Expanding ICE

As we contemplate how seriously to take the propaganda coming out of the Department of Homeland Security (spoiler: we should take it very seriously), let’s note that 2026 is going to bring a significant increase in the size of ICE, and the way the agency is recruiting is worth noting. WaPo reports: ICE plans $100 million ‘wartime recruitment’ push targeting gun shows, military fans for hires.
U.S. Immigration and Customs Enforcement officials are planning to spend $100 million over a one-year period to recruit gun-rights supporters and military enthusiasts through online influencers and a geo-targeted advertising campaign, part of what the agency called a “wartime recruitment” strategy it said was critical to hiring thousands of new deportation officers nationwide, according to an internal document reviewed by The Washington Post.
Nothing at all ominous or problematic about using “wartime” rhetoric to specifically recruit people who are already predisposed to have integrated violence into their worldviews!
The spending would help President Donald Trump’s mass-deportation agenda dominate media networks and recruitment channels, including through ads targeting people who have attended UFC fights, listened to patriotic podcasts or shown an interest in guns and tactical gear, according to a 30-page document distributed among officials in this summer detailing ICE’s “surge hiring marketing strategy.”
The Department of Homeland Security has spoken publicly about its fast-tracked effort to significantly increase ICE’s workforce by hiring more than 10,000 new employees, a surge promoted on social media with calls for recruits willing to perform their “sacred duty” and “defend the homeland” by repelling “foreign invaders.” The agency currently employs more than 20,000 people, according to ICE’s website.

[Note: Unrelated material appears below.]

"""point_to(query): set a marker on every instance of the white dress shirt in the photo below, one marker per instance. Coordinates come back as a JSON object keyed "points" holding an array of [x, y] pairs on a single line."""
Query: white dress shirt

But the document, reported here for the first time, reveals new details about the vast scale of the recruitment effort and its unconventional strategy to “flood the market” with millions of dollars in spending for Snapchat ads, influencers and live streamers on Rumble, a video platform popular with conservatives. Under the strategy, ICE would also use an ad-industry technique known as “geofencing” to send ads to the phone web browsers and social media feeds of anyone who set foot near military bases, NASCAR races, college campuses or gun and trade shows.
There is a clear attempt here to cultivate specific ideological points of view and integrate them into ICE’s deportation push. All of this corresponds with a massive infusion of cash from the One Big Beautiful Bill.
Congress this summer tripled ICE’s enforcement and deportation budget to about $30 billion by passing the One Big Beautiful Bill Act, helping to start a hiring spree that officials have said would be necessary to carry out the Trump administration’s promise of the biggest mass deportation in American history. Officials set a goal of 1 million deportations within the first year of Trump’s term.
I get that the places being targeted make some level of sense in terms of finding interested applicants, but the very specific messaging is clearly attempting to get the kind of person who is more likely to be predisposed to think that the solution to our national problems is the deployment of force.
Americus Reed, a marketing professor at the University of Pennsylvania’s Wharton School, said the ICE strategy reminded him of the “Army of One” campaign that the military once used to build up recruits as mighty warfighters critical to safeguarding the American way of life.
“They’re aiming for that sweet spot of people who’ve got something to prove, who want to have that power, under the guise of patriotism,” he said.
I would note that the military’s focus is external. Turning those themes into recruiting tools for an entity aimed internally is a recipe for harassing citizens.
Indeed, it strikes me as far from a sweet spot to want people who have “something to prove” and “want power” by unleashing them to engage in Kavanuagh Stops while making them feel patriotic for so doing.
All of this is happening while the aforementioned budget is making ICE potentially the largest federal law enforcement agency.
The job announcements should include the phrase “Term NTE 3 years.”
Call me optimistic.
I think my nephew should join ICE.
He’s woefully incompetent and has no ambitions in life. He could just kind of take up space and use resources and get in the way.
I’m not sure he could get through any training they might have, but even just wasting training resources could be fine.
They’re putting together brownshirts.
Given that members of ICE have already engaged in what can be described as criminal offenses, these dweebs should be aware that while the felon may issue preemptive pardons, they can still be at risk of prosecution at the state level and are open to civil lawsuits.
It wouldn’t shock me to learn that various AG’s and county prosecutors are taking names and making lists.
@Gustopher: Training? I think you overestimate their structure.